Extended Data Figure 6. MDK accumulates at sites of neo-lymphangiogenesis.

a, Relative expression of secreted MDK in WM164 infected with control (empty) or lentiviruses expressing MDK cDNA (right), analyzed in parallel with respect to basal levels in primary melanocytes and the indicated cell lines (left).

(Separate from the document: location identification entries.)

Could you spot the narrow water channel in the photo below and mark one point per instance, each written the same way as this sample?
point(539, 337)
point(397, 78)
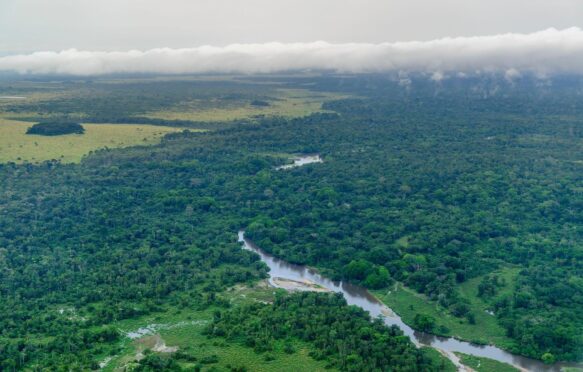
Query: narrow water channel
point(359, 296)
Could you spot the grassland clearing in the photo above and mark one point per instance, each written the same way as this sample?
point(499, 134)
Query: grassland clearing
point(486, 330)
point(479, 364)
point(182, 330)
point(16, 146)
point(283, 102)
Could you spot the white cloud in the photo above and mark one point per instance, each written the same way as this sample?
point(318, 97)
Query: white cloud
point(546, 52)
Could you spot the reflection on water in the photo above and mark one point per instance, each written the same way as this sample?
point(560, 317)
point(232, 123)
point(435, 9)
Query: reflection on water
point(359, 296)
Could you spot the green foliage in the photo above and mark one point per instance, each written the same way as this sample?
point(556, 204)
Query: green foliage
point(432, 188)
point(55, 128)
point(479, 364)
point(343, 335)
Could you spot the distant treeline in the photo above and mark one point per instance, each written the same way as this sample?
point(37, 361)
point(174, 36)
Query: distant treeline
point(55, 128)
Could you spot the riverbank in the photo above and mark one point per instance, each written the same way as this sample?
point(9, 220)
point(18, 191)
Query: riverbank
point(359, 296)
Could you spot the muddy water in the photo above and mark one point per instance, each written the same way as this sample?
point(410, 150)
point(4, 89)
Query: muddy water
point(359, 296)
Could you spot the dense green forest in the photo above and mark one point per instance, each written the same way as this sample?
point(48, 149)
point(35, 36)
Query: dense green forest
point(428, 186)
point(55, 128)
point(345, 335)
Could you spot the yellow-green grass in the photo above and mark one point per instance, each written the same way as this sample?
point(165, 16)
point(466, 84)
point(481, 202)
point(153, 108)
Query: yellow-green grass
point(17, 146)
point(286, 103)
point(407, 303)
point(184, 328)
point(480, 364)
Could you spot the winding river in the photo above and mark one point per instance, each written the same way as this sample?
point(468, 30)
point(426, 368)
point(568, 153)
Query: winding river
point(359, 296)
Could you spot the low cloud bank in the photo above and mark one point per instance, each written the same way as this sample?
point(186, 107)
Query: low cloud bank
point(544, 53)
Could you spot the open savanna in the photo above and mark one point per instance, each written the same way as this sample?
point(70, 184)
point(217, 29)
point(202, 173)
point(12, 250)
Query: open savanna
point(16, 146)
point(283, 102)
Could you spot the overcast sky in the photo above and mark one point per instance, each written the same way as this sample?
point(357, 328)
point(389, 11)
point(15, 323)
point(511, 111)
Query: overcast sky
point(86, 37)
point(33, 25)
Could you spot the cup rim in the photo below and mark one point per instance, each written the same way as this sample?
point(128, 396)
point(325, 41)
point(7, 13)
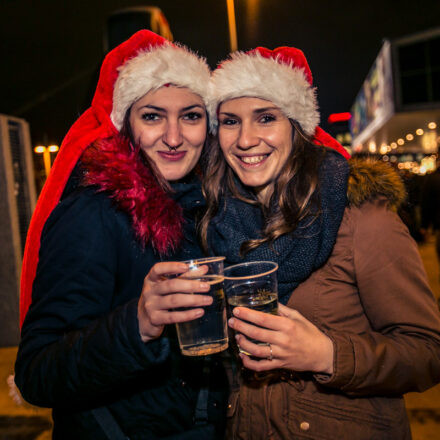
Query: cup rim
point(250, 263)
point(204, 260)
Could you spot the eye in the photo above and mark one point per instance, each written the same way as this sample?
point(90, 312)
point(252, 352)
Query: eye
point(267, 118)
point(193, 116)
point(228, 121)
point(150, 116)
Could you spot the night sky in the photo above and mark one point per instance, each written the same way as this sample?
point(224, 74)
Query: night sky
point(51, 49)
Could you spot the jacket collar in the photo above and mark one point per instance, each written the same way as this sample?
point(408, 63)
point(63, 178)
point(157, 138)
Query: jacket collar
point(112, 165)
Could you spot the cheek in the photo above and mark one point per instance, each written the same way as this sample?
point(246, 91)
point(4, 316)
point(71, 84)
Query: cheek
point(197, 136)
point(225, 139)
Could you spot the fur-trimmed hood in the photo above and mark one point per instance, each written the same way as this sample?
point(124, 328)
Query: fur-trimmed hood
point(112, 165)
point(372, 178)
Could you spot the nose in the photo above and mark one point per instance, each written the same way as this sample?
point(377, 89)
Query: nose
point(247, 137)
point(172, 136)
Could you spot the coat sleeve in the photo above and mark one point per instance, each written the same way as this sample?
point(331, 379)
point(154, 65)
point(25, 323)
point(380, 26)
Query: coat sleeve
point(401, 353)
point(77, 342)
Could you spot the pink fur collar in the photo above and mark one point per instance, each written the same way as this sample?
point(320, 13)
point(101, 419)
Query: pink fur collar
point(113, 166)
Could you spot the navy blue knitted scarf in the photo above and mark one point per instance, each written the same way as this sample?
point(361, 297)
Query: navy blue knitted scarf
point(298, 254)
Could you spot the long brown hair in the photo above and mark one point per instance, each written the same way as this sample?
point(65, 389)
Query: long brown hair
point(295, 196)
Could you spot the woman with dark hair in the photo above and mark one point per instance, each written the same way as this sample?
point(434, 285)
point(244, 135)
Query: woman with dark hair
point(122, 197)
point(357, 326)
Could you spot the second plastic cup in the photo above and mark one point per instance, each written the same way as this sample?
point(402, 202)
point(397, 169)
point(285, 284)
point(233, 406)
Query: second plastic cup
point(208, 334)
point(253, 285)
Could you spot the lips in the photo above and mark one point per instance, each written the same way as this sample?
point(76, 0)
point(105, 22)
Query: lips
point(253, 160)
point(172, 156)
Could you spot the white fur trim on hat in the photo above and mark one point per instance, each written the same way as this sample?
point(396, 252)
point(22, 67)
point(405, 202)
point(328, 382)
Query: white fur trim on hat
point(152, 68)
point(252, 75)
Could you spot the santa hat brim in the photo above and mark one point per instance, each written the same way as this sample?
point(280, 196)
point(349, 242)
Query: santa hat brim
point(252, 75)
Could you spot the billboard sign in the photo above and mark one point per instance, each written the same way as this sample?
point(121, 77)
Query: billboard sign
point(374, 104)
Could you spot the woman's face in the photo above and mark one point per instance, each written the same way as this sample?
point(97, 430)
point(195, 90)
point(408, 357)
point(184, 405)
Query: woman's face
point(256, 139)
point(170, 126)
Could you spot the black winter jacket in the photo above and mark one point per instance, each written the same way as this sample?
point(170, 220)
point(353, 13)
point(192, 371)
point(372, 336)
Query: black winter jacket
point(80, 346)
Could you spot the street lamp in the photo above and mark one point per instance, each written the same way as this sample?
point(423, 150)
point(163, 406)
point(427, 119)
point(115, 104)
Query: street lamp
point(45, 151)
point(232, 25)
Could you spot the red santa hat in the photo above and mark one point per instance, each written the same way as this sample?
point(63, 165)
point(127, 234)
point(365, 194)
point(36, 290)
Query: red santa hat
point(143, 63)
point(281, 76)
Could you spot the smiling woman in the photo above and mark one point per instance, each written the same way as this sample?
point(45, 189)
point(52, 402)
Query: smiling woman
point(256, 140)
point(170, 126)
point(357, 325)
point(98, 344)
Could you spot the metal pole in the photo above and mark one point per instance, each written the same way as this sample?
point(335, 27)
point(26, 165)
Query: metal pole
point(47, 161)
point(232, 25)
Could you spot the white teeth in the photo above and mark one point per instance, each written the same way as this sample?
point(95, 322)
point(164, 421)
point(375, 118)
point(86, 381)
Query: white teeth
point(252, 159)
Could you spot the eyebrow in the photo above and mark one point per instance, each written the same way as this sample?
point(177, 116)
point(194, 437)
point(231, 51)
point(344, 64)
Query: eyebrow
point(160, 109)
point(256, 111)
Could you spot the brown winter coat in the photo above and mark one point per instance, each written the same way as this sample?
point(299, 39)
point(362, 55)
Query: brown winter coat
point(373, 300)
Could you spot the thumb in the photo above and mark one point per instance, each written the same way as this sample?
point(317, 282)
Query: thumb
point(287, 311)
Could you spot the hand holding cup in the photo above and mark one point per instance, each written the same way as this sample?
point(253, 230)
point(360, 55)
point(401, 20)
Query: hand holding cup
point(166, 300)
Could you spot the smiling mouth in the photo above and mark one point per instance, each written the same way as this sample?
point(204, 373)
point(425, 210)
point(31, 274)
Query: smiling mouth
point(172, 156)
point(253, 160)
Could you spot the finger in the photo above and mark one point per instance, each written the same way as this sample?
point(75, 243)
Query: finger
point(173, 317)
point(263, 365)
point(262, 351)
point(288, 312)
point(198, 271)
point(181, 300)
point(266, 320)
point(251, 331)
point(178, 285)
point(165, 268)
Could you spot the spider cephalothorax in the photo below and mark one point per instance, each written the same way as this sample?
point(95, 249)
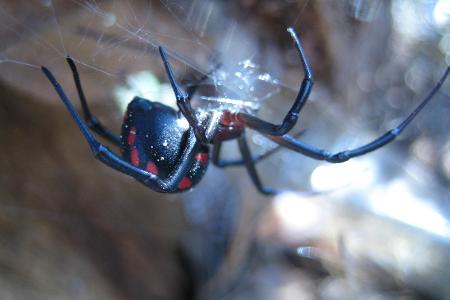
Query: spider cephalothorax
point(167, 150)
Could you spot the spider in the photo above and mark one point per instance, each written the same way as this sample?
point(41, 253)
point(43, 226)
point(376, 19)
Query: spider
point(160, 151)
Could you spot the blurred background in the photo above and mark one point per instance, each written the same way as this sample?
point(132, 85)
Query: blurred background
point(376, 227)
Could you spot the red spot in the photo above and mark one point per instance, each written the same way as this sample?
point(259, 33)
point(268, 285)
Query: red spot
point(202, 158)
point(134, 157)
point(132, 136)
point(152, 168)
point(184, 183)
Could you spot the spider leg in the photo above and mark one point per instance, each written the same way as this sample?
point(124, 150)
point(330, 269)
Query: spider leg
point(102, 153)
point(319, 154)
point(291, 117)
point(250, 166)
point(184, 101)
point(91, 121)
point(239, 162)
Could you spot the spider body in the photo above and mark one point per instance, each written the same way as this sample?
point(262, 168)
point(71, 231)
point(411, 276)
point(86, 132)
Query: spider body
point(153, 138)
point(167, 150)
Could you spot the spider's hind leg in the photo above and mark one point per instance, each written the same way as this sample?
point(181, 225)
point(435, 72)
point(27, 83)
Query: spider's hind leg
point(250, 166)
point(291, 117)
point(102, 153)
point(91, 120)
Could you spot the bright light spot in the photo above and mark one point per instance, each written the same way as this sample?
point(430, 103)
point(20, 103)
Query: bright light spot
point(144, 84)
point(183, 123)
point(441, 12)
point(423, 149)
point(298, 216)
point(359, 173)
point(446, 163)
point(109, 19)
point(398, 202)
point(444, 44)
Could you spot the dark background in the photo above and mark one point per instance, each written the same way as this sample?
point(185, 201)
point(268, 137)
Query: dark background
point(71, 228)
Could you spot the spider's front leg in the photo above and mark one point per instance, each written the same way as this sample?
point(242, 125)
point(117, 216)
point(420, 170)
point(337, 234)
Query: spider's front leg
point(184, 103)
point(303, 148)
point(102, 153)
point(291, 117)
point(91, 120)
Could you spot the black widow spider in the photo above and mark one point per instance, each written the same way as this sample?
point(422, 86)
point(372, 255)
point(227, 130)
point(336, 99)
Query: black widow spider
point(166, 156)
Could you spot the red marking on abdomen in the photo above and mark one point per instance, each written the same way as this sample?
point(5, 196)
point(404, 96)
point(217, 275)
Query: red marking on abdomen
point(202, 158)
point(132, 136)
point(134, 157)
point(184, 183)
point(152, 168)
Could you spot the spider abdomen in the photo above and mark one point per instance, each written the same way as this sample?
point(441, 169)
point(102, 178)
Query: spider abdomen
point(153, 138)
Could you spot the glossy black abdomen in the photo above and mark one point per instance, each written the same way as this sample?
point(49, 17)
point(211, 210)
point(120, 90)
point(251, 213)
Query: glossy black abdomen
point(153, 138)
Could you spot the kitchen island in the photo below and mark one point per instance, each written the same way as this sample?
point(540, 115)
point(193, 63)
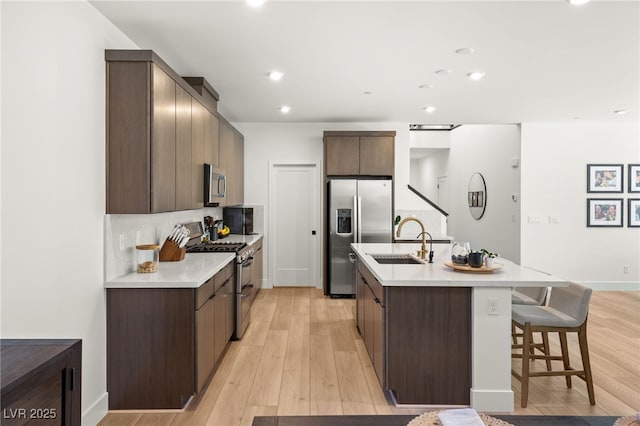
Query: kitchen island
point(438, 336)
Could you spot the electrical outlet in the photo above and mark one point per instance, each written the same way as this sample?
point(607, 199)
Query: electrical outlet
point(492, 306)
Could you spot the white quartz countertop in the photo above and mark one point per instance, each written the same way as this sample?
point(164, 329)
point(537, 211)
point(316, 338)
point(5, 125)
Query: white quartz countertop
point(192, 272)
point(437, 274)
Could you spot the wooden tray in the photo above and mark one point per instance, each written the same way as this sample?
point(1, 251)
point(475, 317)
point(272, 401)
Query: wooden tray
point(430, 418)
point(467, 268)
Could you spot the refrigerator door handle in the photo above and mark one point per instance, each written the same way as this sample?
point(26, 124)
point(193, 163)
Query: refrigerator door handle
point(359, 213)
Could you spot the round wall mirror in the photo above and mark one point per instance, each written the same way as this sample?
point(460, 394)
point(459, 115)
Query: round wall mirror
point(477, 196)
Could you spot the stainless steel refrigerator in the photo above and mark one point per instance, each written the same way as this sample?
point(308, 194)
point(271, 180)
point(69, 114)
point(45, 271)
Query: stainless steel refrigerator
point(359, 212)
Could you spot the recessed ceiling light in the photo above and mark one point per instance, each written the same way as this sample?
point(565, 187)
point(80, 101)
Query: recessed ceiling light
point(475, 75)
point(465, 51)
point(276, 75)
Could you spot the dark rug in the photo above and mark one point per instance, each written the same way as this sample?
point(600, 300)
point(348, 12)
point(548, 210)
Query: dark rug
point(402, 420)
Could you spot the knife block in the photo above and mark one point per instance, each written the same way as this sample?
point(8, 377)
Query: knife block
point(170, 252)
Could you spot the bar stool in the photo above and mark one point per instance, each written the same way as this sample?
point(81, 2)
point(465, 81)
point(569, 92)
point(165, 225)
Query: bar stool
point(529, 296)
point(536, 296)
point(566, 312)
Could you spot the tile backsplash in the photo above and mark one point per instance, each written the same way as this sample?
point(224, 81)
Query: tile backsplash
point(137, 229)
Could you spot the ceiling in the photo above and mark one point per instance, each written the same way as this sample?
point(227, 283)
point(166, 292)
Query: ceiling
point(375, 61)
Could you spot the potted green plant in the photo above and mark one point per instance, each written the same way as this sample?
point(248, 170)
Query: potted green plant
point(488, 257)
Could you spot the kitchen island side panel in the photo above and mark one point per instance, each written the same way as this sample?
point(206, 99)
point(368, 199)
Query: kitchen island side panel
point(150, 348)
point(428, 349)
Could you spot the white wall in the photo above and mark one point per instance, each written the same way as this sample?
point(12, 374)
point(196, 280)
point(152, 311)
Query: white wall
point(554, 159)
point(488, 150)
point(425, 172)
point(53, 185)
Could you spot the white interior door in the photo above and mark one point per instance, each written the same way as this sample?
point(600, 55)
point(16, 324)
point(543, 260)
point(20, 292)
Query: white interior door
point(293, 211)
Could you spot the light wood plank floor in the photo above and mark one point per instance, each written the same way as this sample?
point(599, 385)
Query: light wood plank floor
point(303, 356)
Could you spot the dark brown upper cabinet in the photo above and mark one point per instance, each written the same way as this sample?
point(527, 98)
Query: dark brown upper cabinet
point(160, 132)
point(352, 153)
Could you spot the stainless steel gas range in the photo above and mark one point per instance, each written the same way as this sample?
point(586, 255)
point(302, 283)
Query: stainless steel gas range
point(244, 286)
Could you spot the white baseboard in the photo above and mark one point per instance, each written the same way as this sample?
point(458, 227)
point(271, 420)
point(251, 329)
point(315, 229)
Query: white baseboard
point(612, 285)
point(96, 412)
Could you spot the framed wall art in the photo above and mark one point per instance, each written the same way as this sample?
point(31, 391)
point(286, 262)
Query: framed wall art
point(633, 212)
point(634, 178)
point(605, 178)
point(604, 212)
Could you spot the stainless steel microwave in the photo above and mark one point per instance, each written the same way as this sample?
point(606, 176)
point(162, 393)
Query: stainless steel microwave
point(215, 185)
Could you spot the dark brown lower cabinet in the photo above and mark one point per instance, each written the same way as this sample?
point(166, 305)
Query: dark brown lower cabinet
point(418, 339)
point(41, 382)
point(163, 344)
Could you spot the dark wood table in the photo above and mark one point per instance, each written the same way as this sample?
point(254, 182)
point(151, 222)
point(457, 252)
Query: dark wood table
point(402, 420)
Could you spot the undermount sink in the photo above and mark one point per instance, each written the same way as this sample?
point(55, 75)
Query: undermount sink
point(396, 259)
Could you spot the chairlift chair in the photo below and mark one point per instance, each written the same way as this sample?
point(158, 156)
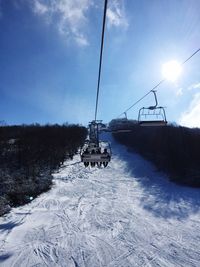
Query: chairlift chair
point(153, 115)
point(95, 152)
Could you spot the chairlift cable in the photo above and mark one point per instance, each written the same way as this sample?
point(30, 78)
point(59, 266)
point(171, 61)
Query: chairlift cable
point(100, 59)
point(156, 86)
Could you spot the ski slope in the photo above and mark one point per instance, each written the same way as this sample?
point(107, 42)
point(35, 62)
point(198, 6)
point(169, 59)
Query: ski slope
point(127, 214)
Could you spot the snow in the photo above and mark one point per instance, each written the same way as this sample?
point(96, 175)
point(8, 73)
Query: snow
point(127, 214)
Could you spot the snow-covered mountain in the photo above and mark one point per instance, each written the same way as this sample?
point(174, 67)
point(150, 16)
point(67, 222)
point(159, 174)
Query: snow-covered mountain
point(127, 214)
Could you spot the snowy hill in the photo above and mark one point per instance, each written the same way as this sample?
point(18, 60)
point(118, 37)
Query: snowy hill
point(124, 215)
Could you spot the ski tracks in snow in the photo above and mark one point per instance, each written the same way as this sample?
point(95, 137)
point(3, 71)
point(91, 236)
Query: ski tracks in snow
point(100, 217)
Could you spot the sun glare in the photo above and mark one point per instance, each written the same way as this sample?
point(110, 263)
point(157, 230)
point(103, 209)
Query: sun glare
point(171, 70)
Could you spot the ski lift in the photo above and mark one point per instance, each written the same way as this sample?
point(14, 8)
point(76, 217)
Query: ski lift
point(153, 115)
point(95, 152)
point(121, 125)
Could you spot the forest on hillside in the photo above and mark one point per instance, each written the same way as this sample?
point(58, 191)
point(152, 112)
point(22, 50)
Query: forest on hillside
point(174, 150)
point(29, 155)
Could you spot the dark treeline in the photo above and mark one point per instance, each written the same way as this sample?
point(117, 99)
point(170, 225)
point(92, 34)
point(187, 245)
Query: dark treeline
point(174, 150)
point(29, 154)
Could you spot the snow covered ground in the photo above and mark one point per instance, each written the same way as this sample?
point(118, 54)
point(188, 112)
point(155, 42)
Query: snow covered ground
point(124, 215)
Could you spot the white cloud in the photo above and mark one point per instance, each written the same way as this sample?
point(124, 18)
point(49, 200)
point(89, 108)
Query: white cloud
point(194, 86)
point(179, 92)
point(40, 8)
point(191, 117)
point(116, 14)
point(69, 16)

Data correspond to biological triplicates measured by ELISA, using purified recombinant protein as a reference for quantification. b, Representative images of lung metastases identified by mCherry fluorescence. c, qRT-PCR analysis of VEGFC (left panel) and VEGFD (right panel) mRNA showing minimal changes in control vs MDK-overexpressing WM164 cells. d, Assessment of peritumoral lymphatic vessel density (Lyve1 staining) in consecutive histological sections of xenografts generated by WM164 expressing MDK (and their parental controls). e, Increased VEGFR3 mRNA in MDK-expressing HLEC, determined by qRT-PCR. Data in graphs a-d correspond to mean ± SD of 3 biological replicates. f, Proliferative capacity of human LEC (HLEC) incubated with conditioned media from control- or MDK-overexpressing WM164 (left panels, red). Statistical analysis: t-Test. The converse analysis, namely, depletion of MDK in SK-Mel-147 is shown in g, (blue). Data are represented as the relative mean ± SD of three biological replicates. Statistical analysis: One-way ANOVA. h, Dual immunofluorescence analysis to visualize MDK (green) and lymphatic vessels (Lyve1, red) in Vegfr3^Luc positive lymph nodes of mice implanted with WM164-expressing MDK. The equivalent analysis in lungs is shown in i.